Kashmir’s northern areas are facing a major breakdown of telecommunications after suspected militants asked mobile companies to end their operations and attacked people associated with mobile service providers.

The process started on May 24, when two hand grenades were hurled at a mobile tower in Sopore. One grenade exploded but did not cause any damage.

The next day, unidentified men opened gunfire at a mobile franchisee outlet, killing 26-year-old Rafiq Akbar, who sold mobile handsets. Two others were injured in the attack.

On May 26, unidentified gunmen shot dead Ghulam Hassan Dar inside his house. Dar had rented out part of his premises for a mobile tower. Another man who rented out space for a mobile tower in Pattan was also shot at, but he survived.

The impact 

All the incidents have occurred in Kashmir’s Sopore district. But a large part of the northern areas of the region – Pattan, Baramulla, Bandipora, and Handwara – have been affected. Private mobile service providers have shut down their operations while their outlets have remained closed for almost a week now, with concerns rising among people associated with the industry.

Only the government-run BSNL has continued its service.

A resident of a village in Handwara said that mobile networks in the towns were “totally down” with partial connectivity remaining in the villages.

Who is responsible?

On Saturday, director general of police K Rajendra told the media that the militant group Hizb ul Mujahideen was responsible for the attacks. The Hizb, along with other Pakistan-administered Kashmir-based militant groups, however, has previously denied that they have conducted these operations.

The attacks were preceded by posters put up early May by a previously unknown group calling itself Lashkar e Islam. The notices ordered mobile service providers to wind up their operations and franchisees to shut their businesses.

Late on Saturday night, there were reports of another grenade attack on a mobile tower in the adjoining Kupwara district. No loss of life was reported. But significantly, similar threatening posters have begun to appear in south Kashmir.

Seeking a motive

News reports had earlier suggested that the attacks could be associated with the fact that communication devices placed by militants on mobile towers had been removed by mobile operator companies. North Kashmir deputy inspector general Gareeb Das refused to divulge any details about the devices “until investigations are concluded”.

Another theory suggests that the security agencies have used mobile telephone services to keep a track on insurgents, leading to many militant commanders and cadres being killed.

Das did not comment on how mobile telephony has helped the security establishment against the militants, or how efficiently the militants have been able to use it, even as he pointed out that the government had curbed mobile services at various times in the past over security concerns.

“Let us draw a bottom line,” he said. “Mobile phones have become absolutely indispensable for the public. Let no one deprive them from this facility regardless of how it is used by the security or the militants.”
What happens next?

Though mobile telephone was introduced in India in 1995, these services were not permitted in Jammu and Kashmir until late in 2003 because of the government’s security concerns.

The security crackdown that followed demonstrations in 2008 included major curbs on mobile services. Last year, the restrictions were partially lifted but roaming facilities on pre-paid mobile telephony continue to be prohibited.

“We are seeking cooperation of telecommunication companies and their franchisees," Das said. "It is the job of the security establishment thereafter to take care of the scale and nature of the security required.

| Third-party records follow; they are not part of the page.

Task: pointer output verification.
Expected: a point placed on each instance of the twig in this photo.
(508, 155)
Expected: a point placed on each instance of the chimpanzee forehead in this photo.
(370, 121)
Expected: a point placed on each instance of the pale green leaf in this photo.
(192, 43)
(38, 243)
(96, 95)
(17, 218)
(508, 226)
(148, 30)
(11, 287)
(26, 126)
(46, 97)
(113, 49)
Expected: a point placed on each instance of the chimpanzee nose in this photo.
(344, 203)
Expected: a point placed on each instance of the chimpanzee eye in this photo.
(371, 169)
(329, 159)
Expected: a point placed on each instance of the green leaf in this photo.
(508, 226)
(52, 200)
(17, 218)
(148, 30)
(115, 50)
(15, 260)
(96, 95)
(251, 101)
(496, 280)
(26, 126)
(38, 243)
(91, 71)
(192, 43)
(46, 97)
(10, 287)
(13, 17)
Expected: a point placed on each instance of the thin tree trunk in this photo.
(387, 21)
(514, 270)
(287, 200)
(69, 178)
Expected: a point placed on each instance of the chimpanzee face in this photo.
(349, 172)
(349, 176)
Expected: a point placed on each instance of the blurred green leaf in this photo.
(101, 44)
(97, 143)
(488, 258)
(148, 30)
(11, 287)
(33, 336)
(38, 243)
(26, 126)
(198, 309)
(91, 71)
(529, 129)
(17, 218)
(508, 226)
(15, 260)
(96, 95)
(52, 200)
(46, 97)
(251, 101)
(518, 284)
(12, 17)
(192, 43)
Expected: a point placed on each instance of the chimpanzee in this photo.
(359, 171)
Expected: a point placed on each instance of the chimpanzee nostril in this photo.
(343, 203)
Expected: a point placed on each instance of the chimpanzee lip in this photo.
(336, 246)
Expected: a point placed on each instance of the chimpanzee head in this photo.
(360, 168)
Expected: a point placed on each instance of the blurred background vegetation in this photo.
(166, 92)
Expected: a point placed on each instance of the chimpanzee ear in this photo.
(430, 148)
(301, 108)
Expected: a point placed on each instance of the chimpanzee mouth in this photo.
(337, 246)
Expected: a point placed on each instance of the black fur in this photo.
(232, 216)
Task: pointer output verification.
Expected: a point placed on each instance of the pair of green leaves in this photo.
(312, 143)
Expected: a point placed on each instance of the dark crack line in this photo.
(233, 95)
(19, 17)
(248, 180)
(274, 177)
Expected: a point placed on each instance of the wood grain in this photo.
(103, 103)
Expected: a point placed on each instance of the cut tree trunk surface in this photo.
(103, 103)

We have already taken several measures in this regard.” No group can enforce a ban on telecommunication, he said.

At his press briefing on the weekend, director general of police Rajendra had also said that the services would be “restored as soon as possible”.

The assurances, however, seem to not have satisfied either the operator companies or their franchisees.

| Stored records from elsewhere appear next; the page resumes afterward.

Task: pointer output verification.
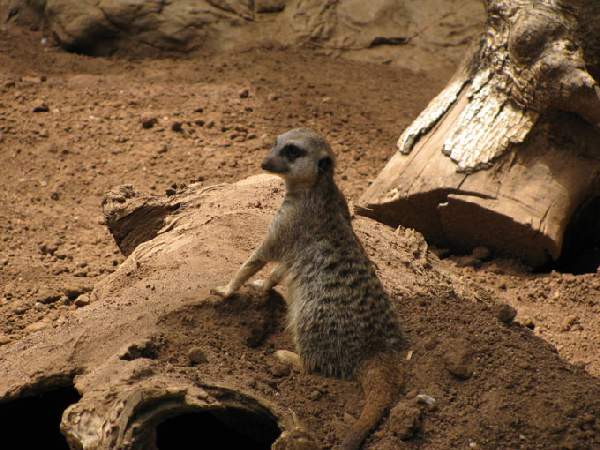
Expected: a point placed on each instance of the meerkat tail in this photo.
(380, 384)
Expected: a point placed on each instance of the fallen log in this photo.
(506, 156)
(154, 358)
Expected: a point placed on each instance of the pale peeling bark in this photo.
(473, 144)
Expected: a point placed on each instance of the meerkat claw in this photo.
(258, 284)
(289, 359)
(222, 291)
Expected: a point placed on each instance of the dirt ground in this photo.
(72, 127)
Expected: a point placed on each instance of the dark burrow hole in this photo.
(215, 429)
(581, 246)
(33, 421)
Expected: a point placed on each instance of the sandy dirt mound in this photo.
(153, 339)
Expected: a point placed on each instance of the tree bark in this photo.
(509, 151)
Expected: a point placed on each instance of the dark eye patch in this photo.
(291, 152)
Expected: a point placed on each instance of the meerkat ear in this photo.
(325, 164)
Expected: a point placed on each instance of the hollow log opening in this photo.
(34, 421)
(581, 248)
(223, 428)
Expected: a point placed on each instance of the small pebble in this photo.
(196, 356)
(82, 300)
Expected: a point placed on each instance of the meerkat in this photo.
(339, 315)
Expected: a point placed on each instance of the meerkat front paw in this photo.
(222, 291)
(290, 359)
(259, 284)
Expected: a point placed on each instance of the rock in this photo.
(458, 360)
(75, 290)
(279, 369)
(506, 313)
(33, 79)
(149, 122)
(37, 326)
(467, 261)
(177, 127)
(405, 420)
(82, 300)
(315, 395)
(426, 400)
(481, 253)
(41, 107)
(197, 356)
(269, 6)
(47, 296)
(570, 322)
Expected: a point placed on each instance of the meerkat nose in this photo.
(274, 165)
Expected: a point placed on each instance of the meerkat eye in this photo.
(292, 152)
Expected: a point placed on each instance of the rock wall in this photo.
(402, 32)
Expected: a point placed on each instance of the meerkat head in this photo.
(301, 157)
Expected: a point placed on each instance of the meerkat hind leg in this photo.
(272, 280)
(289, 359)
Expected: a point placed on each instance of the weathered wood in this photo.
(496, 159)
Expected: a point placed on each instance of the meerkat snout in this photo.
(300, 157)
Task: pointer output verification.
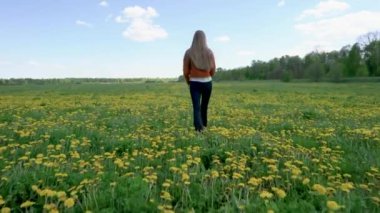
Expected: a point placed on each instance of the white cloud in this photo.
(83, 23)
(4, 62)
(223, 39)
(103, 4)
(333, 33)
(245, 53)
(141, 27)
(325, 8)
(33, 63)
(109, 17)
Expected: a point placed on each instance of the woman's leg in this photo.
(206, 93)
(195, 91)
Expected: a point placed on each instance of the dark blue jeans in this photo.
(200, 96)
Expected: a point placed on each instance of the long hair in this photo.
(199, 53)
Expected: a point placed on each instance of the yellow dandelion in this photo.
(27, 204)
(376, 200)
(69, 202)
(236, 175)
(320, 189)
(254, 181)
(166, 196)
(333, 206)
(5, 210)
(306, 181)
(279, 192)
(346, 187)
(214, 174)
(266, 195)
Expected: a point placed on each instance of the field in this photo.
(269, 147)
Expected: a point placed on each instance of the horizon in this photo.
(147, 39)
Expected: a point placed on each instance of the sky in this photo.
(148, 38)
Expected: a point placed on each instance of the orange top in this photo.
(189, 70)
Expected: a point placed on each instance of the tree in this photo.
(336, 71)
(315, 70)
(353, 61)
(372, 58)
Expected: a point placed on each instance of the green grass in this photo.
(131, 147)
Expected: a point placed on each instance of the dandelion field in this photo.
(269, 147)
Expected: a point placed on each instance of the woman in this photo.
(198, 68)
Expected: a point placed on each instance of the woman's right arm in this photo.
(213, 66)
(186, 67)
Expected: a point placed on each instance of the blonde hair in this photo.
(199, 53)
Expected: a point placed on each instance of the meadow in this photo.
(269, 147)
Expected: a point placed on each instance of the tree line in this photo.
(361, 59)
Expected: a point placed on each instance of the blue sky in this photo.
(147, 38)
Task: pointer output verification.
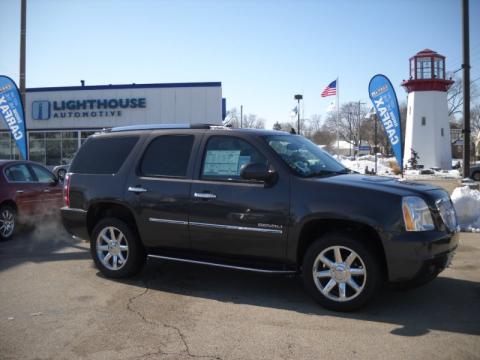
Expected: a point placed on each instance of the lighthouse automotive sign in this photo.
(385, 102)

“It had been at least two weeks since the threatening posters had started to appear when my brother was killed," said Wasim Akbar, the elder brother of Rafiq,  who was shot dead in Sopore. "The government had enough time to make sure the franchisees who decided to continue their businesses were provided security.”

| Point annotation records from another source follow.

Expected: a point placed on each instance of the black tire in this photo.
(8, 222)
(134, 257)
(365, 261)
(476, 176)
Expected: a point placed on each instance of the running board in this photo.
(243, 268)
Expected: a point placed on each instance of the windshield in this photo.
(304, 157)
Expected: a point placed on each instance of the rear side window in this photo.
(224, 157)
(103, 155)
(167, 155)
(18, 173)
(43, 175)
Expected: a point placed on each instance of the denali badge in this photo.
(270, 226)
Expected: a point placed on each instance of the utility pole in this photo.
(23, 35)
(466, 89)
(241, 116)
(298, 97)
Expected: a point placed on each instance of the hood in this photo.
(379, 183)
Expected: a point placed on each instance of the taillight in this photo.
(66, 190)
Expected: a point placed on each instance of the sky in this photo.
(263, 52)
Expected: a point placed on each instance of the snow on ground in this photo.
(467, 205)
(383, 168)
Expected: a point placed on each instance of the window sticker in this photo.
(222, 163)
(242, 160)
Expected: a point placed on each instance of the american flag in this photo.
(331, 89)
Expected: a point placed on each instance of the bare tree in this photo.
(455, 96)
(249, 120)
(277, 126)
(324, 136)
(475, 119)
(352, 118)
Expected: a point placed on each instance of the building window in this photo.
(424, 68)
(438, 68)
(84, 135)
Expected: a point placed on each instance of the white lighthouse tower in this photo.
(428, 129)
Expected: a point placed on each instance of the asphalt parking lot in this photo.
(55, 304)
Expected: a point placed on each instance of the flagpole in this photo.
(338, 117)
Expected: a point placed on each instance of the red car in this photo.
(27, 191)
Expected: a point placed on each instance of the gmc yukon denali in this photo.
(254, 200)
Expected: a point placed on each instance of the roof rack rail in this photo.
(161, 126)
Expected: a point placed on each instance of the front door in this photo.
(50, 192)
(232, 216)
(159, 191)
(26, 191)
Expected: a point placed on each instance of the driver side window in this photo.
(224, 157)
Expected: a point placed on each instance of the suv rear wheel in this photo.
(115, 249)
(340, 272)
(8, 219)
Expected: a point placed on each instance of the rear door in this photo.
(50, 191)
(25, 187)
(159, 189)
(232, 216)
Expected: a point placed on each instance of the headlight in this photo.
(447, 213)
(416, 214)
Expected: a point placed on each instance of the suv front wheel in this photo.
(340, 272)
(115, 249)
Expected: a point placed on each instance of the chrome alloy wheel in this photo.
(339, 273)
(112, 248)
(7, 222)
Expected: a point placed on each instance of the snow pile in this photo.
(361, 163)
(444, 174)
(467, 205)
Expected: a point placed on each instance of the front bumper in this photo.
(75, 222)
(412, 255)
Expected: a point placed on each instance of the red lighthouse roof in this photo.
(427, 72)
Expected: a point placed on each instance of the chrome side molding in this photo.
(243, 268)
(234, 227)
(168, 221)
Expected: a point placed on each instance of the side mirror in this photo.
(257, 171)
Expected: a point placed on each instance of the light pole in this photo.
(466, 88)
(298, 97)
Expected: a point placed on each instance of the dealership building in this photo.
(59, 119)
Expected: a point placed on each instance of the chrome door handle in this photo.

He added: “The police didn’t arrive soon enough at the spot even after the incident. Maybe my brother could have been saved.”

Akbar denied that his brother had received any direct threats. “He wasn’t even an employee at the mobile operator franchisee,” he said. “He worked for the mobile handset business belonging to the owner of the franchisee.”

He concluded: “We had hopes for his future. But we lost him at such a young age.”

A poster by the Lashkar-e-Islami warns people associated with the telecommunication business to close down their operations.